Prior to installation, I had bench primed and applied 1st of two finish coats on 72K linear feet of 6” boxcar siding without sealing the backs as per directive from the GC, which was not in accordance with my recommendations to seal the backs. The material was for interior walls and ceilings. It ended up crowning “horribly” due to the backs not being sealed, and had taken on a very pronounced and not so attractive reversed scalloped appearance. The sheen level really made it jump out. It was one of those “I told you so moments.” 

Thinking it might be a good idea to seal the backs.


----------



## Woodco (Nov 19, 2016)

no reason to poly the backside if you put some stain on it. even working for cheap asses, we would stain the backsides down. It was usually specced by the architect though.

It may seem like an interior wood, but it will still succumb to humidity and extreme temp changes.

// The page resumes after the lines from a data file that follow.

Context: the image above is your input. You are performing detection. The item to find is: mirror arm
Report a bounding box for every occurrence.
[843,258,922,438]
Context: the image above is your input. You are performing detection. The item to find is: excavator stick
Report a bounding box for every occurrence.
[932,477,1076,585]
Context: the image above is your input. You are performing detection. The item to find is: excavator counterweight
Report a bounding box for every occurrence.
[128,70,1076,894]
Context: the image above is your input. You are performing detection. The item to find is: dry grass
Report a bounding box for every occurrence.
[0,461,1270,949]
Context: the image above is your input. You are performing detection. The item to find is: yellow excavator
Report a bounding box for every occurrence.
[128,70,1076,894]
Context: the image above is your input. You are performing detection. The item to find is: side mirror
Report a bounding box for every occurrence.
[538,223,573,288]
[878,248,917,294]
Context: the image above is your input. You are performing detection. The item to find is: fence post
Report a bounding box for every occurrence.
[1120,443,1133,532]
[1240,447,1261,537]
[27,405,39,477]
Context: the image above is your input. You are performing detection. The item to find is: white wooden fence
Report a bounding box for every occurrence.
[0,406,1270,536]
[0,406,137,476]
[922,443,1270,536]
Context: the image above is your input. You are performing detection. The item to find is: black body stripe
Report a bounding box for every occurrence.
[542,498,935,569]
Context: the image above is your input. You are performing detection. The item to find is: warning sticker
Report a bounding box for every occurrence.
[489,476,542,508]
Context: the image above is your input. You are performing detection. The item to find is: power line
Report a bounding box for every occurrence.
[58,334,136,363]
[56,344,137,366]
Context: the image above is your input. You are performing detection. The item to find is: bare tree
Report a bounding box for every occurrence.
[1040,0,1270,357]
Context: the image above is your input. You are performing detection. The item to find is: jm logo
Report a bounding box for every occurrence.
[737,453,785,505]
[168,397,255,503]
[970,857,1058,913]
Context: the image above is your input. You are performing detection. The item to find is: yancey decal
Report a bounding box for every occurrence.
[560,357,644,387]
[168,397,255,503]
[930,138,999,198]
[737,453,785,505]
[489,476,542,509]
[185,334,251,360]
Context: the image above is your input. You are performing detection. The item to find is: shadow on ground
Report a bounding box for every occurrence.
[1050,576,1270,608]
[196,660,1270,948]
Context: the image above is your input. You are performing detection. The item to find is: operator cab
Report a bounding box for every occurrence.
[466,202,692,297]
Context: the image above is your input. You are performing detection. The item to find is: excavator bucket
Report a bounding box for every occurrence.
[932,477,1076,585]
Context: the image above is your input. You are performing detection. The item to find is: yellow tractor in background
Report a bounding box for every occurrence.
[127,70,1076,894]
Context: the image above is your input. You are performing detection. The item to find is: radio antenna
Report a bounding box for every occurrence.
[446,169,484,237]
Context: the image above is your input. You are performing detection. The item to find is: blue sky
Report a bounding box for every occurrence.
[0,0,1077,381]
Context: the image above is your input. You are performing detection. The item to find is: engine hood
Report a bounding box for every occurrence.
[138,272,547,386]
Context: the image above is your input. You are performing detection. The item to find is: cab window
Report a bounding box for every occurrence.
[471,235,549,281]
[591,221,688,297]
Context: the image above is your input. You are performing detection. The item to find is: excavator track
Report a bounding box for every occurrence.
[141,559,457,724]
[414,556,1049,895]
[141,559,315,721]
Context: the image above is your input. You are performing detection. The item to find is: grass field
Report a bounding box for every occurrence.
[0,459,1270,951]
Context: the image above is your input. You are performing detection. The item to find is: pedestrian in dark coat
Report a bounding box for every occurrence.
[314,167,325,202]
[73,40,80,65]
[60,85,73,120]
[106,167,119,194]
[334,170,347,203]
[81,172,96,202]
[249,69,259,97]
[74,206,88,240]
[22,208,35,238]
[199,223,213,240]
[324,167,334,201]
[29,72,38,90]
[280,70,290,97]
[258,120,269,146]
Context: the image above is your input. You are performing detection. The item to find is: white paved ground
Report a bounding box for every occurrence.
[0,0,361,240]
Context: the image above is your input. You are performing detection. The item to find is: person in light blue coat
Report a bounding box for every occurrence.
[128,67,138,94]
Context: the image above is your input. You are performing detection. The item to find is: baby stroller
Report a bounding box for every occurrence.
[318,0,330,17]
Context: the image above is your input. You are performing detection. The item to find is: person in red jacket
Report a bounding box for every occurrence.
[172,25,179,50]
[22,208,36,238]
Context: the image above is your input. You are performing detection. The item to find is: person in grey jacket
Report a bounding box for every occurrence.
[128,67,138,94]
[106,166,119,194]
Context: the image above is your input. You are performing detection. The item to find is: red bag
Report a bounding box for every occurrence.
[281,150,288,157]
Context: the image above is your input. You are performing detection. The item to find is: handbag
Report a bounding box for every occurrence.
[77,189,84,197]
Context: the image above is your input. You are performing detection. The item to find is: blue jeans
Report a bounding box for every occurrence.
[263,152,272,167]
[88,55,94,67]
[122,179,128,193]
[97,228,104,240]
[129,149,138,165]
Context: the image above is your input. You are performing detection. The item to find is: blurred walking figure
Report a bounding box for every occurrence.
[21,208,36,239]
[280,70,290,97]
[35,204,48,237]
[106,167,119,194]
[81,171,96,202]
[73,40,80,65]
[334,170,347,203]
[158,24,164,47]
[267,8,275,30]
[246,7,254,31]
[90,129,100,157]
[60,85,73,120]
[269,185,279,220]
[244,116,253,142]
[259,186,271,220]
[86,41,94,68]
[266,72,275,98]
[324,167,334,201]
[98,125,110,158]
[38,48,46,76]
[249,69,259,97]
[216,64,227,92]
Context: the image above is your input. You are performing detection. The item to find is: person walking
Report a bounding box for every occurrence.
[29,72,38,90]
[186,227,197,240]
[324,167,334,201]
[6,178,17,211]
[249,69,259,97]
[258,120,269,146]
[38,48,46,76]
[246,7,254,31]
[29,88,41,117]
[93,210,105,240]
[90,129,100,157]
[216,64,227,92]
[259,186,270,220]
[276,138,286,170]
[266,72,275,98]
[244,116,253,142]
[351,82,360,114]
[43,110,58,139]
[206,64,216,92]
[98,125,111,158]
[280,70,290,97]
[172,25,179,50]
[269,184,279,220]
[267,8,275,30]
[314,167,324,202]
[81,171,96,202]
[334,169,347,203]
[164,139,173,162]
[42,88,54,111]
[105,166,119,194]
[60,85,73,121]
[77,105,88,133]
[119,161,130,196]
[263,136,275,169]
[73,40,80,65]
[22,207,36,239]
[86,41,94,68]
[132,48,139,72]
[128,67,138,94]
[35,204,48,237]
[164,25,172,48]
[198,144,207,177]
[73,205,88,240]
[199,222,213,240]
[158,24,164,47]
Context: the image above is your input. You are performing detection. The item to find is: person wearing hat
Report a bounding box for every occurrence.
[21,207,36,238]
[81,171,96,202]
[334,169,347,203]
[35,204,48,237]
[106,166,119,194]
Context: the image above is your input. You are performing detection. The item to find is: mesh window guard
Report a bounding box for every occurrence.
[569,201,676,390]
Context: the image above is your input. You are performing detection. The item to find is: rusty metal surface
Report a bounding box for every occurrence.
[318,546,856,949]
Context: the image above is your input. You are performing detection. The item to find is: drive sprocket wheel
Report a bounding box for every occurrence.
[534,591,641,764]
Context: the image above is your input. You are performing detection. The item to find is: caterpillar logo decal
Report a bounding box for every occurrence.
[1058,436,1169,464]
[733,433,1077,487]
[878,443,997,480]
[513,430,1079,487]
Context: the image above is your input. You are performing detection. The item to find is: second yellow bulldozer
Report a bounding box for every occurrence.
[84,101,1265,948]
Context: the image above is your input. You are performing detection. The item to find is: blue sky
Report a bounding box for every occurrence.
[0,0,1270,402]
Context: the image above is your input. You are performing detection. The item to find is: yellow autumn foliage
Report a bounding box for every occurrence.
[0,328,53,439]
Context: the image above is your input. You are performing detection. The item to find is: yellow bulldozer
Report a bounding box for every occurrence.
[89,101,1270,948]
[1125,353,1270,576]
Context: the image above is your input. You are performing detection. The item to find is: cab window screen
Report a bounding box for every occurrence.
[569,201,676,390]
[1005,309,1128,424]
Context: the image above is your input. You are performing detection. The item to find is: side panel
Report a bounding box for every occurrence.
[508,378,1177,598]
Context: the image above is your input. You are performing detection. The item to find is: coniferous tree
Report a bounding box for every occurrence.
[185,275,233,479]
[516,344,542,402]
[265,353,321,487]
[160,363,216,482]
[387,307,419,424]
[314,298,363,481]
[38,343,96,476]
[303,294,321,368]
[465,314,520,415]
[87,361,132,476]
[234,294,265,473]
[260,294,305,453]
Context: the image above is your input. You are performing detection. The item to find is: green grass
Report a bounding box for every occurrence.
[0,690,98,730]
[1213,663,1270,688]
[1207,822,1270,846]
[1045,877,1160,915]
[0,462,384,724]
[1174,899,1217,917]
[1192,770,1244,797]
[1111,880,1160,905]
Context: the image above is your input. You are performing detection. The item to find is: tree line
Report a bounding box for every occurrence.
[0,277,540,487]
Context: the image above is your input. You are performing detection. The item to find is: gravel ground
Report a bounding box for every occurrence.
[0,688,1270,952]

Whenever I've done that though, we would just spray a light coat on the back, and immediately flip it and do the front side properly. that way, it isnt eating a whole lot of labor. Theres no reason to let the back side dry, its not gonna be seen.


----------



## Holland (Feb 18, 2011)

Woodco said:


> no reason to poly the backside if you put some stain on it. even working for cheap asses, we would stain the backsides down. It was usually specced by the architect though.
> 
> It may seem like an interior wood, but it will still succumb to humidity and extreme temp changes.
> 
> Whenever I've done that though, we would just spray a light coat on the back, and immediately flip it and do the front side properly. that way, it isnt eating a whole lot of labor. Theres no reason to let the back side dry, its not gonna be seen.


Planning to seal the backs. Thank you for feedback.


----------



## Woodco (Nov 19, 2016)

Holland said:


> Planning to seal the backs. Thank you for feedback.


Hold your horses now... Theres gotta be at least five more people coming on here to tell you to seal the back sides...


----------



## vwbowman (May 15, 2017)

cocomonkeynuts said:


> Just looks like t&g? Never heard of car siding


Learn something new everyday! :smile:


----------